Murnau kehrte nach Berlin zurück, verhandelte erneut mit der Ufa, brach jedoch, ohne dass ein Projekt in Aussicht wäre, von Kalifornien aus im April 1929 mit einer eigenen, hochseetüchtigen Jacht, die er «Bali» nannte, nach Tahiti auf. Es handelte sich um eine klassische Südseereise, die ähnlich wie bei Paul Gauguin Reise in ein zum Teil illusioniertes Paradies war. Dank etlicher Briefe Murnaus sind wir über den Verlauf dieser Fahrt und seine Begeisterung über das arkadische Leben auf den Inseln gut unterrichtet. Er beschloss, sich auf Tahiti niederzulassen, und kaufte ein großes Anwesen.

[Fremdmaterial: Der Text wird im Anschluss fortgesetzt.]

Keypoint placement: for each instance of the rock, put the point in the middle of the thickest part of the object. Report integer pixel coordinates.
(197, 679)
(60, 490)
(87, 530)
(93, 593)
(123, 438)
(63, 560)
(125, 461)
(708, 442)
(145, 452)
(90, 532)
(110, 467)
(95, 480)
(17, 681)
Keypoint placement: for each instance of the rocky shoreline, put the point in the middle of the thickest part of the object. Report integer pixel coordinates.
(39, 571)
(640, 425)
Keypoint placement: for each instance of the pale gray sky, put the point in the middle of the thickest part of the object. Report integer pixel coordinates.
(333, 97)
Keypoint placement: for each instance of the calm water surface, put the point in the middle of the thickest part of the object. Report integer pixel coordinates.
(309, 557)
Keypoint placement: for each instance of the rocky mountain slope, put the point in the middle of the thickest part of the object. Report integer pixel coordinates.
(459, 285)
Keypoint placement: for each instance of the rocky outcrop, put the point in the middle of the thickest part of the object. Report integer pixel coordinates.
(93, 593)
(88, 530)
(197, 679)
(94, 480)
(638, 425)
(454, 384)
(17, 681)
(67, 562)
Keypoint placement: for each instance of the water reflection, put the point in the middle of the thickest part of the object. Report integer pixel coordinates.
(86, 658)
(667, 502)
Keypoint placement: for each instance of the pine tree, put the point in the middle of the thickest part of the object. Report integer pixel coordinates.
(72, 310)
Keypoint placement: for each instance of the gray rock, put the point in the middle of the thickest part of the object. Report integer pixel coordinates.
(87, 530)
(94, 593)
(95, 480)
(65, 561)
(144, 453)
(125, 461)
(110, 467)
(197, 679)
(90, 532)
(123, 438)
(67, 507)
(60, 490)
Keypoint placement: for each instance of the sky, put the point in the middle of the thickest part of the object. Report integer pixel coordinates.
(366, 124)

Mit dem berühmten Dokumentarfilmregisseur Robert J. Flaherty, von dem Nanuk, der Eskimo (1922) stammt, wollte er ein Projekt über den Verlust der Unschuld in der Südsee vorbereiten – aus dem später Murnaus letzter großer Film Tabu wurde. Bei den Vorarbeiten entzweite er sich mit Flaherty.

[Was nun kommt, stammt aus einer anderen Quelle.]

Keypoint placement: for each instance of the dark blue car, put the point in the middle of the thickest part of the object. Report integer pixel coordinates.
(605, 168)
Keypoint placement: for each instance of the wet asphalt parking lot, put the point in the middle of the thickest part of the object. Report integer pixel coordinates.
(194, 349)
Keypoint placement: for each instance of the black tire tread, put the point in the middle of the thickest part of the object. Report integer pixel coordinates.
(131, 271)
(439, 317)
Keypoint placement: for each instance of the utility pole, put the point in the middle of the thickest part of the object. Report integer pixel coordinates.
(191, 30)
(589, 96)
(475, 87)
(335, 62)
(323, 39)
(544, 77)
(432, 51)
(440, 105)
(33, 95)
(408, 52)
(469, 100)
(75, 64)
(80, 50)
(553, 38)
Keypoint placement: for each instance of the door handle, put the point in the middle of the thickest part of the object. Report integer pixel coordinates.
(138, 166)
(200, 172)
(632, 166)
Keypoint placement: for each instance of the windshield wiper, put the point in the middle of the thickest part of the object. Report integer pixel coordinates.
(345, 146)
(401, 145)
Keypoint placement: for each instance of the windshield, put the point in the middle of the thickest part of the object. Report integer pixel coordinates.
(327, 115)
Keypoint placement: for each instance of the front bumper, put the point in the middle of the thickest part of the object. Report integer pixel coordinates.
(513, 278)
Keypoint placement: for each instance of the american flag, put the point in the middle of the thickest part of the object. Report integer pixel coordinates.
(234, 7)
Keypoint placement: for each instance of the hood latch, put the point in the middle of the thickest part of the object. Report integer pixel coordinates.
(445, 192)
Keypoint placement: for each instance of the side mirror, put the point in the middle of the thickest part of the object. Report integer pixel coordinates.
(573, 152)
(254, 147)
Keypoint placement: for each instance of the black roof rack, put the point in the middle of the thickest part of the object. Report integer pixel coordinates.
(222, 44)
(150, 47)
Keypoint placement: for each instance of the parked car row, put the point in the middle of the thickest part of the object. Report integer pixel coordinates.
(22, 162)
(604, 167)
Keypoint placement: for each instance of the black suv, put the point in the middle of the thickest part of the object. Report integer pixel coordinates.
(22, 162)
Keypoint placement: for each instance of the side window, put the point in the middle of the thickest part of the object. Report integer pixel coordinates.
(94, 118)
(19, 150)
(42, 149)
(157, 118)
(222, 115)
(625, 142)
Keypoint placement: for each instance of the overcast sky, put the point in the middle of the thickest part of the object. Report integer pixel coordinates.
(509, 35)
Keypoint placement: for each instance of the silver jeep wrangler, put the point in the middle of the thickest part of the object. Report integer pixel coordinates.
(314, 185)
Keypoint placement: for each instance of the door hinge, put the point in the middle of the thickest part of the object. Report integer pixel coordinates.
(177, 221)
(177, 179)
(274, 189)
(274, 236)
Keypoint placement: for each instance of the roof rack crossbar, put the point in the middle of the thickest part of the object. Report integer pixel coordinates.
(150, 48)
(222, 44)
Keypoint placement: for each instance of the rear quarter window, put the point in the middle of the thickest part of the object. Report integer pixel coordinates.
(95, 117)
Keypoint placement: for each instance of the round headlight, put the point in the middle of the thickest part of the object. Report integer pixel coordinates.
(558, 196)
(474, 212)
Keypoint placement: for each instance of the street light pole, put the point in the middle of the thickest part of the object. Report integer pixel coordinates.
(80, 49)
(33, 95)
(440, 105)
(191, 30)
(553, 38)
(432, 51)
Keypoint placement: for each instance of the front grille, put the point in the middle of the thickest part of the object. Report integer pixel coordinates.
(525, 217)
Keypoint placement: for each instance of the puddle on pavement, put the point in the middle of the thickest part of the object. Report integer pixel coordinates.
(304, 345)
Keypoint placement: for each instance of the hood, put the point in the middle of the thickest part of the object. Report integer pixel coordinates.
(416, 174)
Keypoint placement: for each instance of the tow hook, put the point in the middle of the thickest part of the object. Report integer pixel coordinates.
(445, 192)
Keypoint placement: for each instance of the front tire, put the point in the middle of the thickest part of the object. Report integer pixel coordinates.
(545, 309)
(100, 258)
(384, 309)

Nach Abschluss der Dreharbeiten kehrte Murnau nach Hollywood zurück, akzeptierte einen Zehnjahresvertrag, den ihm die Paramount anbot. Bei einer Autofahrt, vor Beginn der Reise nach New York, wo Tabu 1931 die Uraufführung erleben sollte, verunglückte der Wagen Mur­naus, der angeblich von einem jungen Filipino gefahren wurde. Murnau starb im März 1931 in Santa Barbara. Seine Leiche wurde einen Monat später nach Berlin überführt und dort beigesetzt. Fritz Lang und Carl Mayer hielten die Ansprachen zum Gedenken an ein filmkünstlerisches Genie, dessen Laufbahn unvermutet und jäh abbrach. Die Beschäftigung mit dem Werk Mur­naus wurde in Deutschland durch das Dritte Reich behindert, erst die Kritiker und Regisseure der Nouvelle Vague, allen voran Eric Rohmer, der als schon gereifter Mann 1972 eine Dissertation über Murnaus Faust vorlegte (über die Raum­organisation dieses Films), würdigten die Sonderstellung Murnaus, der unzweifelhaft neben Fritz Lang als der «Klassiker» der deutschen Filmkunst gelten muss.

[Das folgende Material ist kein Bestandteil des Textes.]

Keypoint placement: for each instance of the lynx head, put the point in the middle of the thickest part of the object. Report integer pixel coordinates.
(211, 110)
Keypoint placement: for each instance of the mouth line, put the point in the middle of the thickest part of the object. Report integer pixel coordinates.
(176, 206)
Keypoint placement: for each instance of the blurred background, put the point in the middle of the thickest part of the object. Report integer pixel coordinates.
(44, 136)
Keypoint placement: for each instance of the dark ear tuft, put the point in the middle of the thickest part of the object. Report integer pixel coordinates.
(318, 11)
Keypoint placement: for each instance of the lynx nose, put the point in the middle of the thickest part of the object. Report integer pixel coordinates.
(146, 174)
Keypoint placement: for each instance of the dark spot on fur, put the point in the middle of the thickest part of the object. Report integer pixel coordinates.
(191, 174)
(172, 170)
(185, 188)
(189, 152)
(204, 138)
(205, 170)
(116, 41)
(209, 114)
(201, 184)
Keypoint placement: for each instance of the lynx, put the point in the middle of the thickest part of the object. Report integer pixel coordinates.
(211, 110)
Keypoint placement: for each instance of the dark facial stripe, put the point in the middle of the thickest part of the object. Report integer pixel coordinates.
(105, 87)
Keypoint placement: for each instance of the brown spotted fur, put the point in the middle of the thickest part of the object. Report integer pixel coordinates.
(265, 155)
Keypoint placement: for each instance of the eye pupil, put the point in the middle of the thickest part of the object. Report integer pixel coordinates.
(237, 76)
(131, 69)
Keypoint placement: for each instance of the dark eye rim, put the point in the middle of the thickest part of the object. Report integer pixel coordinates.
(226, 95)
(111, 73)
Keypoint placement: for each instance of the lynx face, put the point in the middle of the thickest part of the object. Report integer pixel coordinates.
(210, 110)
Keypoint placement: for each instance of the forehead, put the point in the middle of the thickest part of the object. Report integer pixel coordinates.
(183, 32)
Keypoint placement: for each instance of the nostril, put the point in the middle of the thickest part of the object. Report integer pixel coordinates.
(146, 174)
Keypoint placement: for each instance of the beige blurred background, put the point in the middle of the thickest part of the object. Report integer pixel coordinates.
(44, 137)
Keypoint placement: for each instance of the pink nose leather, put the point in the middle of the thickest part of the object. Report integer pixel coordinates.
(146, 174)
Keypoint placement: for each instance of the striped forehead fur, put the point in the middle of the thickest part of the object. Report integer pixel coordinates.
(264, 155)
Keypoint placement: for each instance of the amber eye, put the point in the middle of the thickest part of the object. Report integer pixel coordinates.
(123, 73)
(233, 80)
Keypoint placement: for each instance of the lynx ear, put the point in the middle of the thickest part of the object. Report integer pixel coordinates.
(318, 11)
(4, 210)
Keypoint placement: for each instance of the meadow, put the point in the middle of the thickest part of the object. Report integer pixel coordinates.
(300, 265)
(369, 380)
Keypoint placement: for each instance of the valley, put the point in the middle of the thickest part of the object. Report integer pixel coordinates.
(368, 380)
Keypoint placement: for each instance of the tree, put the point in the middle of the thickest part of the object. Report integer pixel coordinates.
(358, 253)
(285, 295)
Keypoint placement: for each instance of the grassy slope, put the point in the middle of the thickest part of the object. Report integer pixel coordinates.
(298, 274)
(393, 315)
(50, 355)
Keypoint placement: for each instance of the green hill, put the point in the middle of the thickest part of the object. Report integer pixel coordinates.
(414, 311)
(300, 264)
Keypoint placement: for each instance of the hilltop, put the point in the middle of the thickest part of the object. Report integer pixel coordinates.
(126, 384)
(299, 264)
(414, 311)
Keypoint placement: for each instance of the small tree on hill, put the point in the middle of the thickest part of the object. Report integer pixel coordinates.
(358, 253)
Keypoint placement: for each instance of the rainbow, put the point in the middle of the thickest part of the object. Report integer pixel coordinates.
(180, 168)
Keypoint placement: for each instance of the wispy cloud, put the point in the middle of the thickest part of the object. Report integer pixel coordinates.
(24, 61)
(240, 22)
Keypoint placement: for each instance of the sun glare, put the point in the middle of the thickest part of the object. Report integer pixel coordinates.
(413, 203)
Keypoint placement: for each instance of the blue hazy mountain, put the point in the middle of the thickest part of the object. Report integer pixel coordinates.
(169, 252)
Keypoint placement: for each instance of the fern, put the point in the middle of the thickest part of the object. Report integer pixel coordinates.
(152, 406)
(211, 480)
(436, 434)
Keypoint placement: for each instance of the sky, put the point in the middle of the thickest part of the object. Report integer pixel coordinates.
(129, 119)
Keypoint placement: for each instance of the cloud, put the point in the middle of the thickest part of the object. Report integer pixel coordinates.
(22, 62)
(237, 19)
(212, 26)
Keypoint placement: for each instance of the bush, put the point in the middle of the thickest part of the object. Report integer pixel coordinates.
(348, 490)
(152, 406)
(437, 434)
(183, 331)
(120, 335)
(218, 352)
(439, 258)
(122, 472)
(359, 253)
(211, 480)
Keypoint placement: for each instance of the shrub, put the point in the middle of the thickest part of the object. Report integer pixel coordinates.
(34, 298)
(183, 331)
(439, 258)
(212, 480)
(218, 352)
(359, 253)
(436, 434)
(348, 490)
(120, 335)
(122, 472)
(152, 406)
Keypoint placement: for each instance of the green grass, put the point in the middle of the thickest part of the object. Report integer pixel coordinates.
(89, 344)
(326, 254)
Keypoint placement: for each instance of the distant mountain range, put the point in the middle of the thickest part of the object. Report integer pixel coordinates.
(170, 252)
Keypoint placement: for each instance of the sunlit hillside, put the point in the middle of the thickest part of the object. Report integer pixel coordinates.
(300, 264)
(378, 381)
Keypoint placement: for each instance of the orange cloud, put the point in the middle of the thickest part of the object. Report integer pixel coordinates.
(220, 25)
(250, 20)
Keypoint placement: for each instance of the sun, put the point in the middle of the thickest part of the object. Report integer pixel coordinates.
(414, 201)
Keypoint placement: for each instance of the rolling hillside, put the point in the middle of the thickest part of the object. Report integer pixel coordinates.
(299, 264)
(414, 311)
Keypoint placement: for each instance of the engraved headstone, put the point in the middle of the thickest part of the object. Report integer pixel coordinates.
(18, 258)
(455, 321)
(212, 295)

Murnau war der Romantiker unter den deutschen Regisseuren der Weimarer Zeit: Naturmystik und Horrorfantasien durchgeistern beinahe alle seine Filme. Von Städten kann er Schreckbilder entwerfen, vom Landleben Wunschprojektionen. Murnau geht in vielen seiner Filme entschieden aus dem Atelier hinaus, er beobachtet Landschaften (unheimliche und friedfertige), das Flirren der Blätter im Sonnenlicht, das Sich-Wiegen der Halme, die spiegelnden Reflexe auf dem Wasser oder die verschiedenen Grautöne der Steine als Signale einer Welt, die unabhängig von Menschen existiert. Sympathie für einen antimodernen Konservativismus, der ihn sogar zur Ehrfurcht vor dem Bauernstand zwingt, prägt frühe Filme, etwa Der brennende Acker, und noch die amerikanischen Produktionen Sunrise, City Girl und Tabu.

Der brennende Acker
Der brennende Acker ist ein bemerkenswert langsam inszenierter Film, und zwar nicht nur in den Teilen, in denen sich die erdschweren Bauern durch die Stube schleppen. Die etwas kolportagehafte Handlung: Ein Jungbauer will nach oben und entdeckt unter einem unfruchtbaren Acker eine Petroleumquelle. Um an sie heranzukommen, heiratet er sogar die ungeliebte reiche Erbin. Murnau hat offenbar mit Absicht die Affektzustände gedehnt, um sie zu veredeln, was vielfach gelingt. Die schneebedeckte Außenwelt erzeugt eine kalte Atmosphäre: ein Winterstück. Die egoistischen Leidenschaften Geltungsstreben, Eifersucht, Rachsucht nisten in den Häusern der Reichen. Draußen, im eisigen Wasser, wartet der Tod, z. B. auf eine der Frauen, die ihre Liebe missbraucht sieht. Am Ende wird die Petroleumquelle angesteckt. So verzehrt sich der falsche Ehrgeiz des jungen Mannes, der nach Hause zurückkehrt, in den Frieden des bäuerlichen Heimes: ein Besserungsstück.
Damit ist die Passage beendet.